Gotthelf Bergsträsser (1886 - 1933) was a Semitic linguist, usually considered to be one of the greatest of the twentieth century. Bergsträsser was first a teacher of the Classical languages and then decided to learn the Semitic languages.

He was a professor in the University of Constantinople during World War I, when he was an officer in the German army stationed in Turkey. When he was there, he studied the spoken dialects of Arabic and Aramaic in Syria and Palestine. One of his most well known works is the 29th (and final) edition of Wilhelm Gesenius' Hebrew Grammar (1918-1929), which remained incomplete, containing only phonology and morphology of the verb.

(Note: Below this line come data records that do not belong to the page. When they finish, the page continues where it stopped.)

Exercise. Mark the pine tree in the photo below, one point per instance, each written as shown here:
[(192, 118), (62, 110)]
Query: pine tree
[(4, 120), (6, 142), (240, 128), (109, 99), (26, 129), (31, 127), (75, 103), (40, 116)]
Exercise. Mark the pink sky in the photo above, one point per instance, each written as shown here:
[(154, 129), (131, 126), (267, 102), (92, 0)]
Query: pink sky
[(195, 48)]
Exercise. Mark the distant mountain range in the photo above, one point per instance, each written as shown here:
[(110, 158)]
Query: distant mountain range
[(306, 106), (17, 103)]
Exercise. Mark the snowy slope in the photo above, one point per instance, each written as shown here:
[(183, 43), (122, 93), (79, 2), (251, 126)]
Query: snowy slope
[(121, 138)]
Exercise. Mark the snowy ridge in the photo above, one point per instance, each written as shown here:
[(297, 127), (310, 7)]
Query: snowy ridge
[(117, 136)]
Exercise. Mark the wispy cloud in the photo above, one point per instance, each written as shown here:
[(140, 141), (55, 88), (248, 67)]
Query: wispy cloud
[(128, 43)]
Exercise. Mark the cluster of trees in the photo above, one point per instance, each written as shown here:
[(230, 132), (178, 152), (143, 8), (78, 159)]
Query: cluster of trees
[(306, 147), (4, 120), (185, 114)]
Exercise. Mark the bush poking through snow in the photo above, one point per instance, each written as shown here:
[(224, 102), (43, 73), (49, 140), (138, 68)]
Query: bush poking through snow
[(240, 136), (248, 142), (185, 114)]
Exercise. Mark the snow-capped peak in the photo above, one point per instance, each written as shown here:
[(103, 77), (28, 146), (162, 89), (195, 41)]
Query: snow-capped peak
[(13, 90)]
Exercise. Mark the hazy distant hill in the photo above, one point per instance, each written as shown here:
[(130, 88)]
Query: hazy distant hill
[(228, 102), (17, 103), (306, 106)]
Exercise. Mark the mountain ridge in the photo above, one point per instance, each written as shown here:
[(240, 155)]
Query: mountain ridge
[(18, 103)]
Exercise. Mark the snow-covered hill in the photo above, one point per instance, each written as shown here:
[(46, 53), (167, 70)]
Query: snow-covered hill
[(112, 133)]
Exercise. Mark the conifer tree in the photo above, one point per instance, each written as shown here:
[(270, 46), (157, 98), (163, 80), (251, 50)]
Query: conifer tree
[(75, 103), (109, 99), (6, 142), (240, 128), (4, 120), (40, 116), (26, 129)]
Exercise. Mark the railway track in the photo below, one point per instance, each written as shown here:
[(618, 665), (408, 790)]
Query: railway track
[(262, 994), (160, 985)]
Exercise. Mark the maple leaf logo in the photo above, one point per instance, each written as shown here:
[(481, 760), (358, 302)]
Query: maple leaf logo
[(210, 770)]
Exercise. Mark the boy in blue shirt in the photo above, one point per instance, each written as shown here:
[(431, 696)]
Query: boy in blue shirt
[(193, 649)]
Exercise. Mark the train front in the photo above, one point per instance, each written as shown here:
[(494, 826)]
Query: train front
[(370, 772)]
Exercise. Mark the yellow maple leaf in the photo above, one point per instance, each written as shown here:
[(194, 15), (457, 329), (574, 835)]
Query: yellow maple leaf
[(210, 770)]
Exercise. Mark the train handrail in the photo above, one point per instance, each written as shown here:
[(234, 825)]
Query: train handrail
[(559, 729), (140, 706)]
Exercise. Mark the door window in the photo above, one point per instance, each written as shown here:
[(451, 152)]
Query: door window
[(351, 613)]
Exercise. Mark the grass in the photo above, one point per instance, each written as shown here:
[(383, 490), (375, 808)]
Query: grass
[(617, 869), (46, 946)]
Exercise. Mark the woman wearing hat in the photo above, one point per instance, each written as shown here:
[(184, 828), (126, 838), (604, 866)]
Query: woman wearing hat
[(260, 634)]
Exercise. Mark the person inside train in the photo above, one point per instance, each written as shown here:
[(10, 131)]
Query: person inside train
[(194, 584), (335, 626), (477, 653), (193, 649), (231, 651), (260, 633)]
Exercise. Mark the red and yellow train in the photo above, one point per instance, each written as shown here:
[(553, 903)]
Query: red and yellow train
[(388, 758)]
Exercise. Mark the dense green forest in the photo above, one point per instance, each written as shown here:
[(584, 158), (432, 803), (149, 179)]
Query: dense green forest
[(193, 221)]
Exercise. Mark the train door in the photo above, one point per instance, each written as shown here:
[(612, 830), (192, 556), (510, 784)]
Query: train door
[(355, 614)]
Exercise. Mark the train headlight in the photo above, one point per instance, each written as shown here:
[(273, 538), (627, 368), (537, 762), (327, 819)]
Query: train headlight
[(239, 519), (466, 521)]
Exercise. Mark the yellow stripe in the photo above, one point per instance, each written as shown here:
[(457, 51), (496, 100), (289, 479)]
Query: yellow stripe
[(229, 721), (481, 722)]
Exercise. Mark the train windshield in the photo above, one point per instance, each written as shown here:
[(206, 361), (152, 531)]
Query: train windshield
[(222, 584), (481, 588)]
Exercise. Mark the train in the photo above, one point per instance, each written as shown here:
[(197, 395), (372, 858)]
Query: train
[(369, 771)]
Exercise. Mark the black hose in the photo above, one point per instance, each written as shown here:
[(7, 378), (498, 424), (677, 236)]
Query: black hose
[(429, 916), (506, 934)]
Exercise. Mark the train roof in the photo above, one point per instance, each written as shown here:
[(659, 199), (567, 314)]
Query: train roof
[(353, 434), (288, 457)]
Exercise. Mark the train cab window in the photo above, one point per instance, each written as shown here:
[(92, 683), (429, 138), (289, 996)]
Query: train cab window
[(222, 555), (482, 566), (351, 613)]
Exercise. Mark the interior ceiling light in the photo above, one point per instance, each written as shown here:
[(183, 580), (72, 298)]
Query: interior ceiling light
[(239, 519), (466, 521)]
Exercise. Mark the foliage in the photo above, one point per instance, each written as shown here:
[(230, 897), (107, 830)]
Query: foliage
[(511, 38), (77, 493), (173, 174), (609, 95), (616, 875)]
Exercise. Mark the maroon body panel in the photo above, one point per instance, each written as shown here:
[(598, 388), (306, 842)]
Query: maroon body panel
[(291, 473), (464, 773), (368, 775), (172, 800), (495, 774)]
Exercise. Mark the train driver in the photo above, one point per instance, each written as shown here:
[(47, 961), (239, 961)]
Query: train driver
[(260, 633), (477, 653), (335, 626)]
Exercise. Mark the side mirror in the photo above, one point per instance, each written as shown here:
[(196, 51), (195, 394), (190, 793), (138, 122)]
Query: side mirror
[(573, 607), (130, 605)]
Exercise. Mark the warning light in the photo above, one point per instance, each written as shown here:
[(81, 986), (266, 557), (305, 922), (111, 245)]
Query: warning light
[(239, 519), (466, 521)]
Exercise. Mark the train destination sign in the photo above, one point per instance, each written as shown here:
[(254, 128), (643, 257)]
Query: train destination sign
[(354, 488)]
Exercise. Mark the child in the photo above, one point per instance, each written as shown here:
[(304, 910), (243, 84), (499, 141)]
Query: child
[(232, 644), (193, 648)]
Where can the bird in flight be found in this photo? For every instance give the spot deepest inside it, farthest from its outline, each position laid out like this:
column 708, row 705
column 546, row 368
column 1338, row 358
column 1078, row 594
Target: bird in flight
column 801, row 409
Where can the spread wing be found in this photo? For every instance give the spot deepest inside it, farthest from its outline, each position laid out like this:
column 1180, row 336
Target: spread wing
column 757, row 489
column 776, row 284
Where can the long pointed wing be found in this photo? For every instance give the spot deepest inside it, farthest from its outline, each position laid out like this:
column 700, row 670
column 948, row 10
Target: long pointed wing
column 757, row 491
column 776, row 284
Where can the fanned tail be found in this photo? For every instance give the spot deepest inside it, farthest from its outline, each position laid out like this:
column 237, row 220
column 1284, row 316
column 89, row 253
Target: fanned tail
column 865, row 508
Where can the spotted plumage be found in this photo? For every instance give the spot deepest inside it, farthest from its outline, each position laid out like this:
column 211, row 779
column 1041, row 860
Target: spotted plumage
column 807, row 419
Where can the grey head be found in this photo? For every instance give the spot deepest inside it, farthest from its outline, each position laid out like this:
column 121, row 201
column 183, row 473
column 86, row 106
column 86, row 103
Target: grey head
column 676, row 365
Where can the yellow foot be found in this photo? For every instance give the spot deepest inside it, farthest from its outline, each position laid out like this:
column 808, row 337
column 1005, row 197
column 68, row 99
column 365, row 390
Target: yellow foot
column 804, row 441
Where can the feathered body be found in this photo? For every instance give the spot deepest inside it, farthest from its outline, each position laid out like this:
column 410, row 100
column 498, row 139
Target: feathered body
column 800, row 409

Also widely used is his Introduction to the Semitic Languages (1928). These last two works are unsurpassed in their fields, and it was with these that he gained international fame as a scholar. His last position was professor of the Semitic languages in the University of Munich.

Bergsträsser mostly engaged in the study of Arabic, focusing on the history of the text of the Qur'an. Bergsträsser left many of his planned works unfinished (including the rest of his Hebrew grammar and his grammar of spoken Aramaic), when he disappeared while mountaineering in 1933.

Bergsträsser was an outspoken anti-Nazi, and helped to save German Jewish scholars.